The people who harvest our fruits and vegetables are, today, among the country’s most marginalized. They earn well below the poverty line and spend a substantial portion of the year unemployed. They do not have the right to overtime pay or to collective bargaining with their employers. In some cases, workers have faced abuses that fall under modern-day slavery statutes. “The extreme is slavery,” observed Senator Bernie Sanders (I-Vt.), while visiting farm workers in Florida. “The norm is disaster.”
This is not a new phenomenon. Since the beginning of large-scale agriculture in America, the demand for farm labor has been met by a population that lives in the shadows. Often exploited by the employers they depended on for seasonal, poverty-level wages, farm workers have, time and again, been likened to post-Civil War slaves.

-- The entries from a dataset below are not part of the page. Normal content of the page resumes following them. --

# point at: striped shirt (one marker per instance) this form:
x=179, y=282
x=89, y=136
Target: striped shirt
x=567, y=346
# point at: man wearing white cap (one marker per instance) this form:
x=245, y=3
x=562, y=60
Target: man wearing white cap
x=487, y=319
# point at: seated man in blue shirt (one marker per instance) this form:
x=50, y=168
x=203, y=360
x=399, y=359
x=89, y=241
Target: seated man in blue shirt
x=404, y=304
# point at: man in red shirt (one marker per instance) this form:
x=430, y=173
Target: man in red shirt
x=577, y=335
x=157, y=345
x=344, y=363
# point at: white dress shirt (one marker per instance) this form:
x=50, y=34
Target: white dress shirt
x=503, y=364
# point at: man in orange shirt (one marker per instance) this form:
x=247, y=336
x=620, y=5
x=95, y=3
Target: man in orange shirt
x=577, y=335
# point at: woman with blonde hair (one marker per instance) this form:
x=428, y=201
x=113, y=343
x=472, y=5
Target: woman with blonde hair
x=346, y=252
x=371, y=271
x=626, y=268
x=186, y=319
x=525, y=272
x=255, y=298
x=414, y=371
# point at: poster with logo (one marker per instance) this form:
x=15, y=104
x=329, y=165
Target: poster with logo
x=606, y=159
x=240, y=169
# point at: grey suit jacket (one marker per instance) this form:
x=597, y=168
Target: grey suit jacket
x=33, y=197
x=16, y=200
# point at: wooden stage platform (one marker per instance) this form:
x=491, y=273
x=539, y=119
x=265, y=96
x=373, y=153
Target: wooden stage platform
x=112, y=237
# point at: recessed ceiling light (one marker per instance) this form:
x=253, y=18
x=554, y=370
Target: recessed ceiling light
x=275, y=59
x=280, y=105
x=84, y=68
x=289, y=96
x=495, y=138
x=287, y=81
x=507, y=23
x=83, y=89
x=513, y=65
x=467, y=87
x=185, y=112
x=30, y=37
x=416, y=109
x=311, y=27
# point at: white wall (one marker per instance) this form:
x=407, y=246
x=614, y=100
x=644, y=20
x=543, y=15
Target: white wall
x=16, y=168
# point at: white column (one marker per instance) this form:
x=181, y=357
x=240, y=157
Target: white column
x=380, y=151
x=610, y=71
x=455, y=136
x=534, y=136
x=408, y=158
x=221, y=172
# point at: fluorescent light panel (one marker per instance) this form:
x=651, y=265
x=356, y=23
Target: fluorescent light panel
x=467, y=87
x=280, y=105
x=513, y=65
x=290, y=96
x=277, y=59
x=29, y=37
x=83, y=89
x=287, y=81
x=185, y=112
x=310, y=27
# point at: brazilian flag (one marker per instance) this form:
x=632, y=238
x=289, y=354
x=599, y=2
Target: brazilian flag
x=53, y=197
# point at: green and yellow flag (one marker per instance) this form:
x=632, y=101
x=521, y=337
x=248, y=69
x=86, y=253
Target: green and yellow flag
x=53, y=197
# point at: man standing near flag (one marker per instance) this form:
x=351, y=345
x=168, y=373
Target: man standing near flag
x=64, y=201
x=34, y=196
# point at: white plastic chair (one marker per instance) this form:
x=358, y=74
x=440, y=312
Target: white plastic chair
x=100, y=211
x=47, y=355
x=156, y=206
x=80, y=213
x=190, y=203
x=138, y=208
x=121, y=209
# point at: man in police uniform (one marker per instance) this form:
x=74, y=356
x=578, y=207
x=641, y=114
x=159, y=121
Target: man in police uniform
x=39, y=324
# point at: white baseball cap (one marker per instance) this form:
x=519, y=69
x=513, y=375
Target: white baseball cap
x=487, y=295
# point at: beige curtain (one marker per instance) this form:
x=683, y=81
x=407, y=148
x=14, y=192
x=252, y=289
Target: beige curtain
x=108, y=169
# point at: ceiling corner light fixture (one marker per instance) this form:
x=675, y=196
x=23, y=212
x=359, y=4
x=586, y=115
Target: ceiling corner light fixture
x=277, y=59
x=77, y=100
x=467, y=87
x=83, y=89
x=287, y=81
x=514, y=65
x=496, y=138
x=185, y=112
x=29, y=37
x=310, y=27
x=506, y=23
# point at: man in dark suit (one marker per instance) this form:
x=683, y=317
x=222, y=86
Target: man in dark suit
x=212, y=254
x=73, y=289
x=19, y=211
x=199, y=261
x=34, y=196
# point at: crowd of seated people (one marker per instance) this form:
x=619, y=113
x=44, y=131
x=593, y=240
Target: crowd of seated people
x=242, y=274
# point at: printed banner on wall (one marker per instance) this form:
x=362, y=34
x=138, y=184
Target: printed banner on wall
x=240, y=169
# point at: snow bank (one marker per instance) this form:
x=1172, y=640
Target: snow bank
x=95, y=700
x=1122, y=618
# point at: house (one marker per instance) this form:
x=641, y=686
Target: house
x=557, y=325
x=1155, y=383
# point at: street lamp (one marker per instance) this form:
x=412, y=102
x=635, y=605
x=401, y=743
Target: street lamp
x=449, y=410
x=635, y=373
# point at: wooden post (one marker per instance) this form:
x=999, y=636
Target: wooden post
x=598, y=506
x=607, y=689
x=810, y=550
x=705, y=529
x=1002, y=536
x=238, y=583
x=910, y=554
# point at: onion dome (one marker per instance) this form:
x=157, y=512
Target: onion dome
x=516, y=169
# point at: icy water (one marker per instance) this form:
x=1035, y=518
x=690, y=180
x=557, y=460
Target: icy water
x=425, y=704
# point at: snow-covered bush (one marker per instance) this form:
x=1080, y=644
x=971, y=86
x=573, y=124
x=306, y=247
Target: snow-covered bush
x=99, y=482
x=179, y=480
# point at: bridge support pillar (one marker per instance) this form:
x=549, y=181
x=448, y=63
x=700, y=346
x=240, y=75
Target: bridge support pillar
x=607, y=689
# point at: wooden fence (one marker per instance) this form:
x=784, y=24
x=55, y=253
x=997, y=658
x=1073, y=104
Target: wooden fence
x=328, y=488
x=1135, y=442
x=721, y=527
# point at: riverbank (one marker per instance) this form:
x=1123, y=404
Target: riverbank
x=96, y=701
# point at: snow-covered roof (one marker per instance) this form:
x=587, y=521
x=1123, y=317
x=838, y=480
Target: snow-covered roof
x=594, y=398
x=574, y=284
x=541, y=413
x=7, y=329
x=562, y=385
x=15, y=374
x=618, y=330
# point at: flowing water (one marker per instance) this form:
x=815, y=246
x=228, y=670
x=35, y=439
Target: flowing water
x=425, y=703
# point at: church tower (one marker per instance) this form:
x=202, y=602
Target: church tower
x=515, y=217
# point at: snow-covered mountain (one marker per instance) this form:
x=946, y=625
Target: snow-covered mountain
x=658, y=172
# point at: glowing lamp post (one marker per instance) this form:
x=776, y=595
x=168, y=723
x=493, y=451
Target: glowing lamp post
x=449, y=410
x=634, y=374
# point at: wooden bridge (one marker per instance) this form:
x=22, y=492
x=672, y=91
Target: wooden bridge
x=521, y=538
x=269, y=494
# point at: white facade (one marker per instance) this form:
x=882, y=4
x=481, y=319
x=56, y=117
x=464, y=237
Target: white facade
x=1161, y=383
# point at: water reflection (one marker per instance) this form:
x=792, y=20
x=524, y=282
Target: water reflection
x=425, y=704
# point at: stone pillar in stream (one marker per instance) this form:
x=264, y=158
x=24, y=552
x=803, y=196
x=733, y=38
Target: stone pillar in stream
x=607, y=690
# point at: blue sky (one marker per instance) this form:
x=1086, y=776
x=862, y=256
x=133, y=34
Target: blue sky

In 1960, legendary broadcaster Edward R. Murrow and his producers Fred Friendly and David Lowe attempted to draw public attention to this state of affairs with the documentary Harvest of Shame. The film — an hour-long portrait of the “humans who harvest the food for the best-fed people in the world” — aired on CBS the day after Thanksgiving, 1960.
Watch it here:
At the end of the film, Murrow mentions that President Eisenhower’s Committee on Migratory Labor made recommendations to Congress to relieve the plight of migrant laborers. “There will of course be opposition to these recommendations: Too much government interference, too expensive, socialism,” concluded Murrow. “The migrants have no lobby. Only an enlightened, aroused and perhaps angered public opinion can do anything about the migrants. The people you have seen have the strength to harvest your fruit and vegetables. They do not have the strength to influence legislation. Maybe we do.”
But the recommendations, and Murrow’s powerful documentary, didn’t translate to legislation. Even today, half a century after the film first aired, not much has changed.